For as long as I can remember the words, "Oh. You're still young, you've got time," and any variation of this failed attempt at advising the young, have driven me beyond insanity.
Foremost, it's almost always condescending. Followed by that is the reality that the advice is also false.
If there's one thing you learn quickly in life, is that time is not endless and on a deeper note, tomorrow is never promised. Furthermore, it comes and goes at lightning speed. The old adage "time flies when you're having fun" has likely been confused with "time flies when self-medicating with bottomless mimosas and wine nights" by decades of adults. And that's where I'm at with it.
So when you tell me I have all this time in the world before I settle into a career, start a family, or whatever, I have to wonder where this time is that you speak of. I imagine that the next 25 years will come and go just as quickly as the first. And, with 30 knocking on my door, what will you tell me then? That I still have time?
I watched my life unravel after being laid off just days before my 24th birthday. Feeling the relief that came with knowing a higher power gave me an easy out from a job I hated and yet the stress of being uncertain that this higher power would catch me during this freefall, weirdly made me feel depressed and more pressed for time than ever.
I knew all of my interests and didn't know how to spin that into a career I could love for the rest of my life.
Watching your friends thrive in a seemingly effortless manner, all the while feeling like your direction is unclear or that you're not doing enough in the pursuit of your success (whatever that should mean to you) can feel a lot like going into crisis mode -- or, better yet, Quarter Life Crisis mode. And if you're currently in the throes of a quarter-life crisis it can feel like a downward spiral.
So, how do you ensure that you don't fall prey to one "make or break" moment with the rest of your life ahead of you? What is one to do if and when you find yourself questioning everything you've done up until now, and everything you want to do do moving forward? Well, I spoke with self-care experts to best offer some helpful tips on using this stage as a time to flourish instead of crumble under the pressures of growing up in the digital age where everyone's moves are so visible.
Learn more about what these experts had to say by clicking through the gallery below:
Bring the focus back to you.
"Step away from social media or other places people will be tempted to compare themselves to others. Also, remember that peers usually post the good things they accomplish, not the full complexity of how difficult life is. Clarify your values."
"What is important to you? What do you want to strive for? What kind of person do you want to be?"
"Define goals. Maybe the old goals don't make sense any more. Maybe they need to be adjusted for what life is like now. And maybe they've been accomplished and it's time to find new ones. Cultivate appreciation for how far you've come and everything you've done, whether or not your challenges were expected."
- Stephanie Bloodworth, a licensed Marriage and Family Therapist
Let go of control.
"When our lives are not going exactly as planned, sit back and ask ourselves, 'What can I learn from this situation?' Then express to the universe, and say, 'Thank you for the lessons learned, I am ready to move on now.' Releasing the need to control the outcome, and accepting each life experience as a beautiful learning experience."
- Stacee McGee, certified life coach and energy healer
Be the master of your life.
"Create a plan of action of what you truly want to do in life. Don't conform to societal or parental pressures of what you should be doing. Live your life with joy and purpose. A life with meaning is more fulfilling than a life with money."

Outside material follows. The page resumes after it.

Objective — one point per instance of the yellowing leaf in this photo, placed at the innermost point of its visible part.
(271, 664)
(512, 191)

- Avni Parekh, author of self-help book Be The Bigger Person: Scenarios & Solutions to Better Yourself
"Remember to be kind to yourself. We tend to over-judge ourselves and overlook our successes. Another thing that helps to deal with it is to be in the moment. This is hard for many because we always want to change the past or predict the future, so we are scared of letting go in the moment. Often we future trip and don't enjoy where we are because we are already on to the next thing. We are busy being busy."
"Often, we future trip and don't enjoy where we are."

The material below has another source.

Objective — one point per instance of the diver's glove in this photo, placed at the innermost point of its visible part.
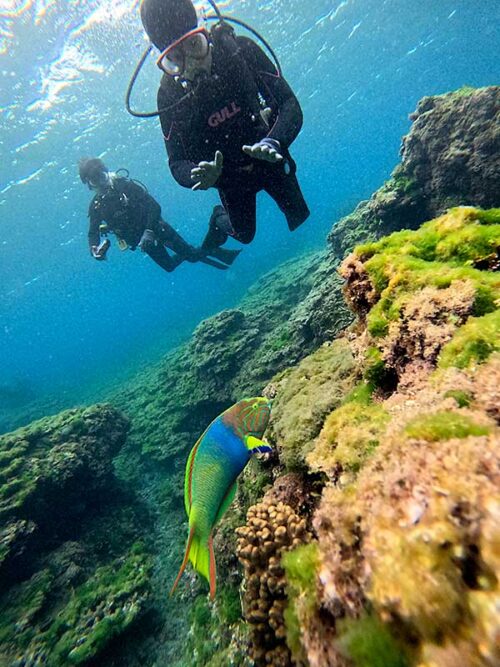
(266, 149)
(206, 174)
(148, 240)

"So when you are in the future or past, come back to the moment by focusing on your breathing, breaking state or focusing on what you are grateful for. Think about what you want to do now and how to get it. Do one thing at a time and avoid distractions. Most importantly, focus on being the best version of you in the present moment."
- Ruth Kudzi, a qualified mindfulness and business coach for female entrepreneurs
It's imperative that we take advantage of the newfound opportunities we've been presented with. Thus, we must relish in the moment, frustration and all. Immerse ourselves in these changes and create a life that we want. A life to call our own.